Amir Khalilian

Image super-resolution for scanning acoustic microscopy

  1. Abstract
  2. Overview of the study
  3. Sample results
  4. Related publication

Abstract

Scanning acoustic microscopy (SAM) is an imaging modality used to obtain 2D maps of acoustical and mechanical properties of soft tissues and uses ultrasound transducers operating at very high-frequencies. Such transducers are challenging and costly to manufacture, and SAM systems at higher frequencies become more sensitive to experimental issues. Nevertheless, biomedical applications of SAM often require spatial resolutions nearly as good as light microscopy. In addition, stained histology photomicrographs of thin sections of tissues are easily obtained with the necessary resolution and accuracy.

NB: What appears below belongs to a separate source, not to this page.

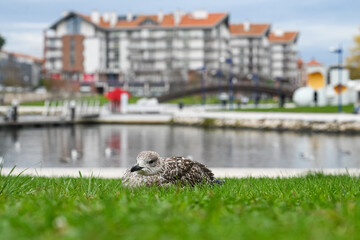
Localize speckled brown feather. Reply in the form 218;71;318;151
123;154;217;187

Consequently, the aim of this study is to introduce a bilateral approach that enhances the resolution of SAM images by leveraging the co-registered high-resolution histology image. We propose to use bilateral weighted total variation regularization to solve the super-resolution problem. A fast matrix-less solver is developed by utilizing the Alternating Direction Method of Multipliers (ADMM) and solving the least squares problem in one ADMM step in the Fourier domain. Reconstruction results on experimentally recorded SAM and histology data show promising improvement over the classical techniques.

Overview of the study

The goal of this work is to use signal processing methods applied to SAM images obtained using frequencies lower than warranted for a specific investigation. A classic approach using total-variation deblurring on the low resolution SAM image is presented in previous study and has shown promising results on simulated SAM data. Here, we make use of digitized histology photographs of the same sample obtained after H&E staining. The histology photomicrographs have finer resolution than the 2D maps obtained with SAM but originate from a different contrast mechanism. Nevertheless, there is expected similarity between the edge locations with significant intensity changes in the histology and SAM images. In order to utilize these similarities, we extend the idea of bilateral filtering into the super-resolution formulation. Specifically, edge adaptive weights derived from the histology image are applied to relax the regularization penalty at pixels with expected edges.

Sample results

This figure shows (a) The interpolated LR image using bicubic interpolation; (b) SR image without bilateral weights (conventional TV norm in two directions); (c) SR image with bilateral weights for horizontal and vertical edges; (d) SR image with bilateral weights for 0°, 45°, 90°, and 135° edges; (e) same region in the HR image; (f) registered corresponding histology image of the same region.